When you started Book People back in 1997, I began a list for the discussion of what has now become known as “open content,” in an attempt to prove a concept I’d been working on in obscurity for years.

My list, Linart, shut down years ago, and that goes so far back that a whole lifetime is packed in the interim. But I do know firsthand what it’s like to administer and moderate a list like this and I know that to do it justice takes more time and work than most people would believe. I’ve never known a list with closer and more careful moderation than Book People. Absolutely every time a BP post came into my inbox, I thought of this and how keeping a good list running takes a massive amount of work.
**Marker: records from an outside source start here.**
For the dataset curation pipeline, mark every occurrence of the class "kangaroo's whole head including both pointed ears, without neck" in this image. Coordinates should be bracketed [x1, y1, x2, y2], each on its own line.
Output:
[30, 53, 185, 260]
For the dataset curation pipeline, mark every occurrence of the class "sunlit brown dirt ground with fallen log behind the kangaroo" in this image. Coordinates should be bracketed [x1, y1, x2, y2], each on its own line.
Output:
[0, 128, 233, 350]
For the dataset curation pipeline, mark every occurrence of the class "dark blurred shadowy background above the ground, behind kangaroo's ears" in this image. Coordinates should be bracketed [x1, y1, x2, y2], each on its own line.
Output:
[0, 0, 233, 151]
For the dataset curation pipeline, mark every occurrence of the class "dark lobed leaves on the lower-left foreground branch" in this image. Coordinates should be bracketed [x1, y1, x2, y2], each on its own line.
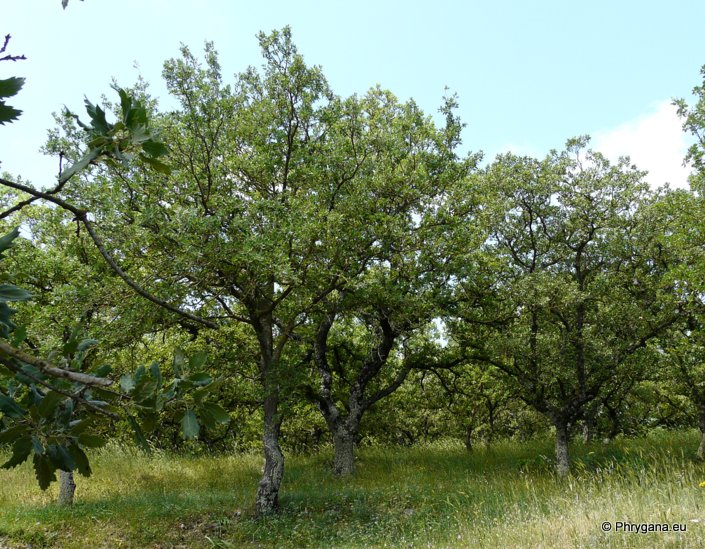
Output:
[0, 312, 230, 489]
It’s always sad to see an end, but looking back I do think that Book People had a good run and, like Linart, it reached the end of its course—a decade ago, the idea of publishing an online or electronic edition of a book was a novelty, there weren’t so many of them and they weren’t always easy to find. Not so anymore—at the very instant your announcement came into my inbox, I was downloading several gigabytes of rare old books, dozens of volumes among hundreds that I’d found through a full-text keyword search.

Just the same, Linart was a great idea because at the time no one was publishing copylefted work online—and even more importantly, _no one thought it was possible._ My main interests were books and art, but I wanted to see every kind of copyrighted work digitized online with “copyleft” licensing. And it might seem crazy now, but the reactions
from open source and free software figures to my dream went from complete disinterest to overt hostililty: “Copyleft is for software! You can’t do that with books, music, art”—replies like that were typical. Few people in the world were copylefting non-software works, but Linart is best left in the 20th century and the world as it was before Wikipedia and Creative Commons. In fact, after seeing the results of several years of online “open content” and having tested it extensively firsthand, I’m now critical of the method—I know its weaknesses and errors and have come to see that it isn’t the right solution for the age.
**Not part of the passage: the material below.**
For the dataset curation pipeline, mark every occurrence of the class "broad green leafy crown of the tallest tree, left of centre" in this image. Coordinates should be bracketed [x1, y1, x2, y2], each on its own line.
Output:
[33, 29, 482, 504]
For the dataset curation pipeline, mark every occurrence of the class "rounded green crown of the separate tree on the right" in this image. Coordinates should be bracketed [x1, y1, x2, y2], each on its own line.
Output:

But what remains important today is the greater question of online publishing in general—and, of course, the future of the book. As a reader I’m nearly exclusively online for newly-published material, and as a writer that’s also where I want to find my audience, but how to do it and how it will all work out, how new writing and new books will be published and read and sold, remains entirely unclear—I’m still looking for the answer, and so I think the new Book Futures list is very aptly named and hope it takes off on its quest from this place we’ve come to after over a decade’s worth of Book People.

If anyone else from the list would like to add any postscripts or other comments here, feel free to add a comment to this post.